The beauty of this method is its broad applicability. What you really need is that individuals in the population have some unique identifier (like the ring on a bird with a unique number). If we talk about people, it can be simply their names. You have to sample them twice in two independent (`orthogonal’) sampling campaigns. Then you compare the two samples and focus particularly on how many individuals were present in both samples. The two samplings can take place simultaneously. The trick is not to separate them in time but to make them independent from one another.
One remarkable example of its sophisticated application is described by Sir Bernard Silverman in an 11-minute TEDx talk Modern slavery: the size of the problem. He was Chief Scientific Advisor to the UK Home Office between 2010-2017, and was formerly statistics professor at different universities, including my alma mater, the Department of Statistics at the University of Oxford. If you click through, you can still be one of the first thousand viewers of this video.
I also took this opportunity to talk about sampling biases: about selection bias and survivorship bias. (Click for the famous diagram of an aeroplane with hits by enemy fire or here for a popular science account. With that, we are back at statistical problems studied by the Allies during World War II!) It is important for any data analyst to be aware of such pitfalls in order to avoid them.
If you go to a job interview, you might well face a question like `How many petrol stations are there in the capital?’, with the interviewer requiring you to estimate it on the spot using only information that you can recollect from memory.
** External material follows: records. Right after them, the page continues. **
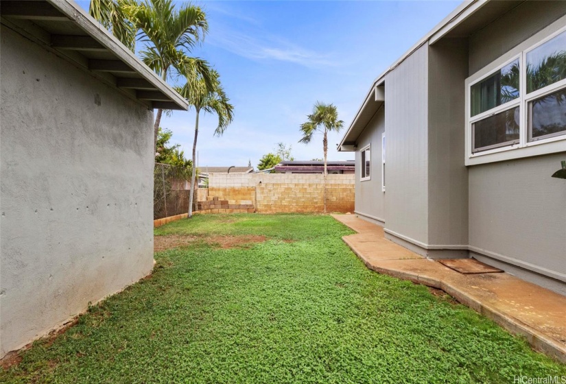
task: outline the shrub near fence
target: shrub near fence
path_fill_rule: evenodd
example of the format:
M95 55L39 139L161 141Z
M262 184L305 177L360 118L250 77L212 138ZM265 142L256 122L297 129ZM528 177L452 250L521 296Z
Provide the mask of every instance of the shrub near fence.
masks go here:
M189 211L189 183L187 170L156 163L153 173L154 220Z
M353 212L355 175L329 175L328 212ZM253 204L256 212L320 213L324 179L317 173L210 173L207 200ZM203 204L202 206L206 206ZM219 211L220 212L220 211ZM229 213L230 211L227 211ZM205 212L206 213L206 210Z

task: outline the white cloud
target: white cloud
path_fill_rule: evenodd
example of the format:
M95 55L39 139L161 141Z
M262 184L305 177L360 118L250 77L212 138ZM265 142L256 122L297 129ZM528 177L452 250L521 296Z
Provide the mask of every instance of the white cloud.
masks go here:
M254 60L274 60L307 68L335 67L342 63L328 53L307 49L285 39L261 32L254 37L245 33L219 29L207 43Z

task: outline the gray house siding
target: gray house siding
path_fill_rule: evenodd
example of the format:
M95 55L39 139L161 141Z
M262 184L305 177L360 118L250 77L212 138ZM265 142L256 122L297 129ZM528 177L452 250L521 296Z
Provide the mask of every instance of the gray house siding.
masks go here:
M1 27L0 356L147 275L153 113Z
M428 241L428 45L385 79L385 229Z
M470 38L469 74L540 30L563 26L552 22L565 14L566 1L517 7ZM469 248L473 257L566 293L558 283L566 282L566 184L550 177L566 159L564 147L561 154L469 167Z
M355 212L383 226L385 193L381 191L381 134L385 132L385 113L379 108L357 140L355 152ZM359 149L371 144L371 179L360 181L362 156Z
M464 156L467 39L430 46L428 90L428 240L438 256L465 254L468 243L468 170Z
M565 158L566 153L470 167L472 256L566 281L566 183L550 177Z

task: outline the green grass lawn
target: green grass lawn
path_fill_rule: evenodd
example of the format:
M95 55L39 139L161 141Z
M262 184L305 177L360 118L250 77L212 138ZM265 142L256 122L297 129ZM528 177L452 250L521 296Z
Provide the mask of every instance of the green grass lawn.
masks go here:
M329 216L196 216L151 278L0 373L9 383L512 383L566 365L428 289L367 269ZM231 248L218 235L264 235Z

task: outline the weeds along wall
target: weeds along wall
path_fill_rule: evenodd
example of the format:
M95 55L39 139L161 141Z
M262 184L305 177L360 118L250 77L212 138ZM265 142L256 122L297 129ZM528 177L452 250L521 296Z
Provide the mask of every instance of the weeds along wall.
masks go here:
M354 178L328 176L328 212L353 212ZM323 198L322 174L210 173L207 202L200 201L198 208L203 213L318 213L324 209Z

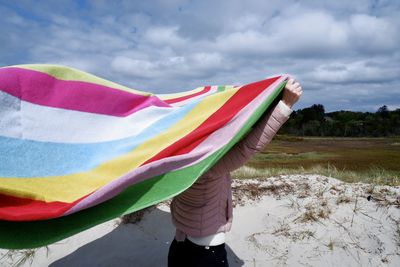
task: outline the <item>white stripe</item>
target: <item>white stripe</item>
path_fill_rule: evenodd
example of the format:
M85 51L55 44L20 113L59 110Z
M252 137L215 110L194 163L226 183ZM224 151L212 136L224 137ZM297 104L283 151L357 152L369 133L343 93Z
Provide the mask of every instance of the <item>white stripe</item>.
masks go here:
M136 135L177 108L151 106L128 117L52 108L0 91L0 135L62 143L96 143Z
M179 101L179 102L175 102L175 103L172 103L170 105L173 106L173 107L184 106L187 103L192 102L195 99L199 99L199 98L206 97L208 95L214 94L217 90L218 90L218 86L211 86L210 91L208 91L207 93L204 93L204 94L201 94L201 95L198 95L198 96L194 96L194 97L191 97L191 98Z

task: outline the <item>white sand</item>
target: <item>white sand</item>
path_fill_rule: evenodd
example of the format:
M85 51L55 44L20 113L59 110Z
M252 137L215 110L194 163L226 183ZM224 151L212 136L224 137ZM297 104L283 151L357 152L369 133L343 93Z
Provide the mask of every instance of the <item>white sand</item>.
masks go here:
M400 266L400 187L320 175L235 181L230 266ZM367 200L371 195L372 199ZM110 221L32 251L0 250L0 266L166 266L168 205L136 224ZM2 258L3 257L3 258Z

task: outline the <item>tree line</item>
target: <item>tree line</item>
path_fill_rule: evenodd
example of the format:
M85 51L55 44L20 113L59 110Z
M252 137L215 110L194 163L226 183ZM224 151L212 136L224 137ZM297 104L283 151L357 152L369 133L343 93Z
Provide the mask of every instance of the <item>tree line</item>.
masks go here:
M293 111L279 133L297 136L400 136L400 109L390 111L384 105L376 112L341 110L325 113L323 105L314 104Z

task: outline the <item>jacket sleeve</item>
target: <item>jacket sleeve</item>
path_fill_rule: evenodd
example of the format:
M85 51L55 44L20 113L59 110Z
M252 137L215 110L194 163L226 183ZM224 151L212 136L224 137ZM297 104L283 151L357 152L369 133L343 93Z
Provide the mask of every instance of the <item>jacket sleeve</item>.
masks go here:
M228 151L206 175L224 175L245 164L256 152L264 150L289 119L292 109L282 100L263 115L254 128Z

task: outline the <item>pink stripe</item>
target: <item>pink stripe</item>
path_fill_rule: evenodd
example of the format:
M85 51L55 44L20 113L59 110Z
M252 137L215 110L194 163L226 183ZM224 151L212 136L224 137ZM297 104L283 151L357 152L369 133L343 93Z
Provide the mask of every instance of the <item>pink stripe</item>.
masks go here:
M253 113L254 109L270 96L272 91L268 90L268 88L275 88L286 79L288 79L288 76L282 75L278 80L268 86L261 94L253 99L253 101L247 104L239 113L237 113L226 126L211 134L190 153L163 158L140 166L139 168L114 179L112 182L101 187L86 198L83 198L75 206L66 211L64 215L72 214L106 201L119 194L126 187L144 181L149 177L191 166L208 157L213 151L226 145L243 127L243 124ZM225 142L222 142L221 140L224 140Z
M0 90L38 105L117 117L149 106L170 107L153 95L136 95L89 82L59 80L46 73L15 67L0 69Z

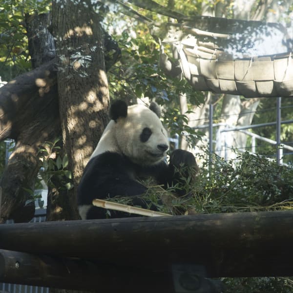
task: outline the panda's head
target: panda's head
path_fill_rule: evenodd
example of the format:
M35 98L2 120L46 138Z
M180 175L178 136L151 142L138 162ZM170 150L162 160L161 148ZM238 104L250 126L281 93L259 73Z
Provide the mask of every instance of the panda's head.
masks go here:
M110 108L110 131L119 152L140 165L151 165L163 160L168 142L160 115L155 103L149 108L141 105L127 107L120 100L113 103Z

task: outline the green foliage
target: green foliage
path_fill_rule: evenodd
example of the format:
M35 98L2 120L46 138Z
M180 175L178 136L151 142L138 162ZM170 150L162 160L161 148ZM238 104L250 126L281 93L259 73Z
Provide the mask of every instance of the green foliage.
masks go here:
M155 100L162 106L163 123L170 136L183 132L188 135L189 144L194 145L201 133L189 126L187 116L181 114L178 105L179 94L186 93L189 103L193 105L204 102L203 94L194 91L185 79L165 76L157 65L158 44L149 39L148 32L144 38L134 39L125 31L117 41L122 57L120 63L108 73L110 96L124 99L129 104L136 103L137 99Z
M0 70L9 81L31 68L25 35L26 13L47 12L49 0L2 0L0 4Z
M225 162L216 155L203 166L186 209L215 213L293 209L293 168L245 152Z
M225 293L292 293L293 281L289 278L227 278L223 280Z
M252 124L260 124L269 122L274 122L276 118L276 99L273 98L262 99L261 105L253 117ZM292 120L293 100L292 98L282 98L281 117L281 120ZM276 139L276 126L266 126L254 128L253 132L273 140ZM292 146L293 141L293 124L282 124L281 126L281 142L284 144ZM274 151L275 146L256 140L256 151L261 154L266 154L268 152ZM283 149L283 161L288 163L293 161L293 155L291 151Z
M67 169L69 161L66 155L60 154L60 139L46 142L40 148L41 168L40 174L46 184L51 188L69 190L73 187L72 173Z

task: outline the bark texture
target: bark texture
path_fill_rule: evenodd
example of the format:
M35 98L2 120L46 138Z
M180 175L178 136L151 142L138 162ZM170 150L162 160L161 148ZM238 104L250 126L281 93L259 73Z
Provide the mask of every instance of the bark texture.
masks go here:
M52 15L63 150L75 187L68 202L76 218L76 187L108 122L104 34L90 2L53 1Z

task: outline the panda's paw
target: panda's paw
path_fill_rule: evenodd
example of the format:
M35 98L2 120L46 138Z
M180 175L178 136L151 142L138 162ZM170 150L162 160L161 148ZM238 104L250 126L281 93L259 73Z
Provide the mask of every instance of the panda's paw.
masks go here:
M176 149L171 154L170 167L173 169L174 178L179 181L182 177L194 179L199 171L193 154L183 149Z
M170 164L177 168L197 166L193 154L183 149L175 149L170 156Z

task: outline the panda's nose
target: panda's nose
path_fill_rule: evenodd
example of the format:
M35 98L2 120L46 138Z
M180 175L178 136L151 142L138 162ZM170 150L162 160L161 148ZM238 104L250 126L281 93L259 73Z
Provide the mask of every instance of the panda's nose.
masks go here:
M165 150L167 150L168 148L169 147L167 145L162 144L162 145L158 145L157 146L158 148L162 152L165 151Z

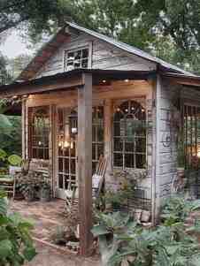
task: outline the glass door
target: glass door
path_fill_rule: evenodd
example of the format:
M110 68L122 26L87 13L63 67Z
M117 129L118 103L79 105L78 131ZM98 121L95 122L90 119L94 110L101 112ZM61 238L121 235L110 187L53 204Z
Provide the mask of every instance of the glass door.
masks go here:
M72 125L72 118L74 120L76 111L70 108L58 108L57 114L57 196L65 199L66 194L70 196L72 188L76 184L77 125Z

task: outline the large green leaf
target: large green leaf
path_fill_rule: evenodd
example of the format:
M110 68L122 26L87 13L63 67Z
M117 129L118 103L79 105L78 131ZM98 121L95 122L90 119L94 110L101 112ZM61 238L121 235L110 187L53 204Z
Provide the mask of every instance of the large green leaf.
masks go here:
M104 225L100 224L100 225L95 225L92 228L91 232L93 233L94 237L96 238L96 237L98 237L100 235L108 234L111 232L109 232Z
M10 134L12 129L12 125L9 118L3 114L0 114L0 132L4 134Z

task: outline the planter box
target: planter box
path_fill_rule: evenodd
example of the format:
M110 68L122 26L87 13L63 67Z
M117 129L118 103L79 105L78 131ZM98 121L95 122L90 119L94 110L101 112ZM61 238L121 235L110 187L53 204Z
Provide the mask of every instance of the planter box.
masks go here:
M21 171L21 167L19 166L9 166L9 174L10 175L14 175L16 172Z

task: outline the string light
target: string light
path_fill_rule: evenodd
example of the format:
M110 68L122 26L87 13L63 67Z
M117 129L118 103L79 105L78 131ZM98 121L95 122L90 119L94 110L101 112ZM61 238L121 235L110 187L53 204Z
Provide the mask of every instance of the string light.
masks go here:
M71 141L70 148L73 148L73 141Z
M68 148L70 146L70 143L68 141L64 142L64 148Z

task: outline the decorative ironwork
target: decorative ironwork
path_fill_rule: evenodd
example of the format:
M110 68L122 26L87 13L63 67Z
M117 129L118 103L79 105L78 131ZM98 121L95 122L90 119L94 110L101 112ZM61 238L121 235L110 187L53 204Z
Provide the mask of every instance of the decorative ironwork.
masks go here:
M28 117L30 157L48 160L50 141L50 108L29 108Z
M146 167L146 111L135 101L123 103L114 113L113 166Z
M65 51L65 71L71 71L75 68L88 68L88 49Z

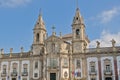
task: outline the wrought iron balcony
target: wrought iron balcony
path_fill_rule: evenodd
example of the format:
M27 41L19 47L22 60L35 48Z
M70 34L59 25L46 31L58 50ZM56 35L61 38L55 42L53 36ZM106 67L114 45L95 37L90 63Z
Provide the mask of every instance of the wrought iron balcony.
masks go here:
M48 66L48 69L58 69L58 66Z
M1 73L1 77L6 77L6 76L7 76L7 73L3 71L3 72Z
M112 70L104 70L105 75L112 75Z
M22 76L28 76L28 72L22 72Z
M17 76L17 72L11 72L11 76Z
M96 71L96 70L93 70L93 71L90 70L90 71L89 71L89 75L97 75L97 71Z

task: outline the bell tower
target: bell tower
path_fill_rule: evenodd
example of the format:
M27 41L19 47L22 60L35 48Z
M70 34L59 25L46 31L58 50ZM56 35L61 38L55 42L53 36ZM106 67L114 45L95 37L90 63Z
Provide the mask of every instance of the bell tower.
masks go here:
M33 29L34 40L32 45L33 55L39 55L44 49L44 40L46 39L46 27L41 13Z
M76 9L73 19L72 35L73 53L83 53L89 40L85 34L85 25L79 8Z

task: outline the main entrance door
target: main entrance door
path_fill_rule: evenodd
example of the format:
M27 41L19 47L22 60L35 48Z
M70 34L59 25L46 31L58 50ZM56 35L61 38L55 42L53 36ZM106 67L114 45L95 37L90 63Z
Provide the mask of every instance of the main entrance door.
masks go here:
M56 73L50 73L50 80L56 80Z
M112 78L111 77L106 77L105 80L112 80Z
M12 78L12 80L16 80L16 78Z

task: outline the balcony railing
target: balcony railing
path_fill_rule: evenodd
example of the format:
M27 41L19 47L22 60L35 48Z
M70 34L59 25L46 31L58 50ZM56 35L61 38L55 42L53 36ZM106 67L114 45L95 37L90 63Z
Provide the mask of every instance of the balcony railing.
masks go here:
M112 70L104 70L105 75L112 75Z
M6 77L7 76L7 73L6 72L2 72L1 73L1 77Z
M48 69L57 69L58 66L48 66Z
M96 70L94 70L94 71L90 70L89 75L97 75L97 71Z
M22 76L28 76L28 72L22 72Z
M11 76L17 76L17 72L11 72Z

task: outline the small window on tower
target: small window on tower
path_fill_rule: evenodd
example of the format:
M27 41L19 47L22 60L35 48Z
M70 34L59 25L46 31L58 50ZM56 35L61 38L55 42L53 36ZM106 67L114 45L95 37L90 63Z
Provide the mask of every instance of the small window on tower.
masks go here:
M79 34L80 34L80 30L76 29L76 35L79 35Z
M39 33L36 35L36 42L39 42Z
M76 18L76 20L78 20L78 17Z

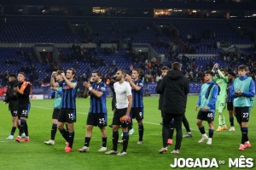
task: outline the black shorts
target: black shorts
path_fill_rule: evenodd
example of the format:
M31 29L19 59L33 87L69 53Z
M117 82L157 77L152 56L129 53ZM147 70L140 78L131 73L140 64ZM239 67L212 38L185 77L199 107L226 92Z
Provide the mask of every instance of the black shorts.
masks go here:
M241 122L248 122L250 118L250 107L235 107L235 116L236 117L237 122L241 124Z
M207 121L208 123L214 121L215 113L212 111L200 110L197 114L197 119Z
M61 108L59 113L58 122L76 122L77 114L75 109Z
M87 125L98 126L100 128L108 125L107 113L89 113Z
M229 111L232 111L234 110L233 102L227 102L227 109Z
M113 110L114 109L116 109L116 99L112 99L112 110Z
M20 117L26 117L28 118L30 110L30 105L22 105L21 107L19 107L18 110L18 118L20 119Z
M61 109L55 108L52 113L52 119L58 119Z
M131 117L136 118L137 122L143 119L143 107L134 107L131 110Z
M120 117L124 116L126 114L127 108L124 109L116 109L113 113L112 124L113 125L121 125Z
M18 110L11 110L12 116L18 116Z

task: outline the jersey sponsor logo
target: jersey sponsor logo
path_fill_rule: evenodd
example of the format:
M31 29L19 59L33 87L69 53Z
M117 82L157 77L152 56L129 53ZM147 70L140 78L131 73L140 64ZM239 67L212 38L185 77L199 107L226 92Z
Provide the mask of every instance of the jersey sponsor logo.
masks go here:
M63 90L67 90L67 89L69 89L70 88L68 86L64 86L63 87Z
M171 167L218 167L216 158L174 158Z
M105 92L106 91L106 88L105 87L102 87L101 88L101 91Z

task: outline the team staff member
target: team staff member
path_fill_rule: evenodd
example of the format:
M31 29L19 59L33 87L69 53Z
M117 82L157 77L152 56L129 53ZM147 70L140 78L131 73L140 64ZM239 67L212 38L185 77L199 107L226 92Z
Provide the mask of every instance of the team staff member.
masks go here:
M75 70L68 68L66 75L61 72L62 82L59 82L59 86L62 88L61 105L58 117L57 128L61 135L67 141L65 152L73 151L73 143L74 138L73 123L76 122L76 93L78 82L74 78ZM53 71L50 78L50 86L56 87L55 76L57 72ZM68 131L64 128L64 123L67 122Z
M15 87L14 95L17 96L19 100L18 118L20 120L20 128L19 136L15 139L17 142L21 140L21 133L24 132L26 137L21 140L22 142L29 142L28 128L26 119L28 118L30 110L29 94L31 92L32 84L25 81L26 76L24 72L18 74L19 84Z
M9 110L10 110L12 115L13 127L11 129L10 135L6 139L7 140L14 139L14 135L16 131L16 128L20 128L19 119L18 119L18 109L19 109L19 101L17 96L14 95L15 87L19 83L17 81L17 76L15 74L9 75L9 84L6 92L5 99L3 100L4 104L9 104Z
M167 72L160 85L160 94L163 94L163 141L167 141L170 122L174 119L176 128L175 149L171 153L179 154L183 139L182 121L187 105L187 94L189 92L189 80L181 71L182 65L174 62L172 70Z
M132 104L131 88L129 82L125 81L125 72L122 70L118 70L116 72L116 82L113 84L113 88L116 94L116 110L113 117L113 149L106 155L118 154L118 140L119 140L119 127L121 125L123 131L123 150L119 156L127 154L127 146L129 142L129 114Z
M99 71L93 71L91 75L91 84L84 82L83 85L86 88L84 97L90 97L90 106L87 116L87 131L85 133L84 145L79 149L79 152L88 152L89 144L92 135L94 126L98 126L102 131L102 145L98 151L107 150L107 130L108 110L106 105L107 85L102 82Z
M248 138L248 122L251 107L254 105L255 84L252 77L246 76L248 69L241 65L238 67L238 76L231 87L231 94L234 96L234 106L237 122L241 131L240 150L251 148Z
M61 72L62 71L57 71L57 74L55 76L57 84L58 84L58 82L63 81L63 78L61 75ZM56 85L56 86L59 86L59 85ZM44 144L49 144L49 145L54 145L55 134L57 132L58 117L59 117L59 113L61 110L62 88L61 87L57 87L57 88L50 87L50 88L52 90L51 98L55 99L55 109L52 113L52 128L51 128L51 131L50 131L50 139L48 141L44 141Z

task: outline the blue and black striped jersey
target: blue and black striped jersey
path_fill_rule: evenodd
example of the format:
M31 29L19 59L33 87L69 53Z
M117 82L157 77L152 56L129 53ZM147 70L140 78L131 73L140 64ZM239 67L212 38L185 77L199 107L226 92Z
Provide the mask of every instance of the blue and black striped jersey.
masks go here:
M60 87L62 88L62 95L61 95L61 108L65 109L76 109L76 94L78 82L74 79L71 81L74 84L73 88L70 88L66 82L63 80L59 82Z
M139 91L131 89L132 93L132 108L143 107L143 81L137 79L134 82L137 86L141 87Z
M92 83L91 87L93 89L102 92L103 94L97 98L90 92L89 94L90 95L90 113L107 113L107 105L106 105L106 98L107 98L107 85L105 82L101 82L99 83Z

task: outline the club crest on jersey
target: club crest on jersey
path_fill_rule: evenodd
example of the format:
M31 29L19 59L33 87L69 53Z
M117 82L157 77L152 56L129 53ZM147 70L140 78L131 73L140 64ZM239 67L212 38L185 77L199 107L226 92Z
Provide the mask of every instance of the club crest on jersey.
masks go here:
M105 92L106 91L106 88L105 87L102 87L101 88L101 91Z
M67 89L69 89L70 88L68 86L64 86L63 87L63 90L67 90Z

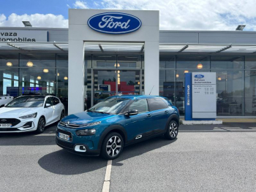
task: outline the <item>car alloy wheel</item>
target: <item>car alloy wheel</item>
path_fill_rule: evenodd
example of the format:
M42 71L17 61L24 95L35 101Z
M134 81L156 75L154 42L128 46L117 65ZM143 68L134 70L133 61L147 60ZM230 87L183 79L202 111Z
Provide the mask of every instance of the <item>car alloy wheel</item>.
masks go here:
M177 123L174 121L171 122L169 127L170 136L172 138L176 138L178 134L178 126Z
M121 147L121 139L118 136L113 136L107 142L106 152L109 156L113 158L118 155Z

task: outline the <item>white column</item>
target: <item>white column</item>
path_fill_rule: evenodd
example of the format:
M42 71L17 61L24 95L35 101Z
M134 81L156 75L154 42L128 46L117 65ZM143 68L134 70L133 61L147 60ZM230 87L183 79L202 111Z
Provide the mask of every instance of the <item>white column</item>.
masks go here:
M69 40L68 114L84 108L84 47L81 40Z
M144 50L145 94L148 95L152 90L151 96L159 96L159 42L145 42Z

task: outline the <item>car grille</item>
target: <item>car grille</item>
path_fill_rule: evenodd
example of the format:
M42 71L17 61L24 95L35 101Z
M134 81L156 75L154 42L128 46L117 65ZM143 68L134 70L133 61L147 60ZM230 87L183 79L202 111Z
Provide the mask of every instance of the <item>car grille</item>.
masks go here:
M63 142L59 139L56 139L57 143L64 147L69 148L69 149L73 149L74 148L74 144L67 142Z
M20 123L18 119L11 119L11 118L0 118L0 123L11 123L12 126L15 126Z
M67 123L67 122L59 122L59 125L61 126L66 126L66 127L69 127L69 128L78 128L78 127L80 127L80 125L76 125L76 124L69 124L69 123Z
M0 132L1 131L20 131L20 130L17 128L0 128Z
There is a standard way of solving this by breaking it down to factors. I explain this in the podcast, with a special focus on why it works and how well you can expect it to work.
Asking a mathematician to do products is like asking an artistic painter to whitewash a bathroom. If I were in that job interview, I would tell them all about the Fermi problem but I would try to weasel out of the risky business of multiplying actual numbers…
One famous application of this technique is the Drake equation, which serves as the foundation of a research programme to guesstimate whether there exists extraterrestrial intelligence. In the podcast I recommended a great summary about the Fermi paradox on Tim Urban’s Wait but Why blog, which is, similarly to the Doomsday argument, a mind-boggling intellectual journey.
So that’s the story of how I became a radio star. You can send chocolate and flowers to my address. Thanks for listening!
One thought on “Being a guest of the Data Science Phil podcast”
excellent article , bence, as always! Thanks for posting.